The second integral in t is \(O(|\xi |^{-\infty })\) for \(|\xi |\) large because t is away from 0 and \(\chi _\epsilon \) is smooth. For the first integral, the integral of each asymptotic term of \(\varphi ^-\) in (7.3) in t is finite. Thus \(k_+(\xi )\) is a symbol of order \(-1\) and the leading order term is

$$\begin{aligned} k_{+, -1}(\xi ) = 2\pi i |\xi |^{-1} \varphi (-\xi /|\xi |) \int _0^{t_1}t^{-1} \chi _\epsilon (t)dt. \end{aligned}$$

This shows that \(K_+\) in (7.2) is a pseudo-differential operator of order \(-1\) on \({\mathbb R}^3.\)

For \(K_-\), the calculation is similar and we look for the symbol.

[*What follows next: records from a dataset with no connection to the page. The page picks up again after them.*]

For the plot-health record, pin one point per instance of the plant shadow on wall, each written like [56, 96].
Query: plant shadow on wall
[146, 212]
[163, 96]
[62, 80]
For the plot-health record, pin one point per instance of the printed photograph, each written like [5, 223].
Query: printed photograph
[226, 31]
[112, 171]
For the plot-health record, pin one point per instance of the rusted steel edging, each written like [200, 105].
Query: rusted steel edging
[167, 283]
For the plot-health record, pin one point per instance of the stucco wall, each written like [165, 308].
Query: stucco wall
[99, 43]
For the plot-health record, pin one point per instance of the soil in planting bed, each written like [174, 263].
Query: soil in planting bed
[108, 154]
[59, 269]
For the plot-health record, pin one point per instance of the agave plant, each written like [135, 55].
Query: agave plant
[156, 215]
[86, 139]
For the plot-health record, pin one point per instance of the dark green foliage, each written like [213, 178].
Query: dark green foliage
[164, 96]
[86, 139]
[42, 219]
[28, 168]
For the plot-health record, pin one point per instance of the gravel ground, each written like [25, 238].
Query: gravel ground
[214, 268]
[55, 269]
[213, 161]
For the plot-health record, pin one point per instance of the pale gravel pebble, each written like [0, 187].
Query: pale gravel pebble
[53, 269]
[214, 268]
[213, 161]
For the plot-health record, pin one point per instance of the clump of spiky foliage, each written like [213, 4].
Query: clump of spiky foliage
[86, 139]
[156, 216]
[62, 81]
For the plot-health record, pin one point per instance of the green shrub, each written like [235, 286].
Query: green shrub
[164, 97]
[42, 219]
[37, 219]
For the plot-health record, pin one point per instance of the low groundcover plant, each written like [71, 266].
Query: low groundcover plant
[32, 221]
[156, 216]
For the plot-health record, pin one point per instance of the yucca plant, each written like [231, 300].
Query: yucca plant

$$\begin{aligned} \begin{aligned} K_-(y, z)&= (2\pi )^{-3} \int _{t_0}^{t_1}\int _{{\mathbb R}^3} e^{i \left( y\cdot \xi + t v\cdot \xi -z \cdot \xi - t |\xi |\right) } \chi _\epsilon (t) d\xi dt dv\\&= - i(2\pi )^{-2} \int _{t_0}^{t_1}\int _{{\mathbb R}^3} e^{i (y-z) \cdot \xi } (t|\xi |)^{-1} \left( \varphi (\xi /|\xi |) + \widetilde{\varphi }^+(t, \xi )\right) \chi _\epsilon (t)d\xi dt \\&+i (2\pi )^{-2} \int _{t_0}^{t_1}\int _{{\mathbb R}^3} e^{i ((y-z) \cdot \xi - 2t|\xi |)} (t|\xi |)^{-1}\left( \varphi (-\xi /|\xi |) + \widetilde{\varphi }^-(t, \xi )\right) \chi _\epsilon (t) d\xi dt \\&= (2\pi )^{-3}\int _{{\mathbb R}^3} e^{i (y-z) \cdot \xi } k_-(\xi ) d\xi \end{aligned} \end{aligned}$$

where \(\widetilde{\varphi }^\pm \) have similar asymptotic expansion as (7.3), and \(k_-(\xi )\) is given by

$$\begin{aligned} \begin{aligned} k_-(\xi )&= - 2\pi i |\xi |^{-1} \int _0^{t_1}\left( \varphi \left( \xi /|\xi |\right) + \widetilde{\varphi }^+(t, \xi )\right) t^{-1} \chi _\epsilon (t)dt \\&\quad + 2\pi i |\xi |^{-1} \int _{0}^{t_1} e^{-2it|\xi |}\left( \varphi (-\xi /|\xi |) + \widetilde{\varphi }^-(t, \xi )\right) t^{-1}\chi _\epsilon (t)dt \end{aligned} \end{aligned}$$
(7.5)

This is a symbol of order \(-1\) and the leading order term is

$$\begin{aligned} k_{-, -1}(\xi ) = -2\pi i |\xi |^{-1}\varphi (\xi /|\xi |) \int _0^{t_1} t^{-1} \chi _\epsilon (t)dt \end{aligned}$$

This completes the proof of the proposition. \(\square \)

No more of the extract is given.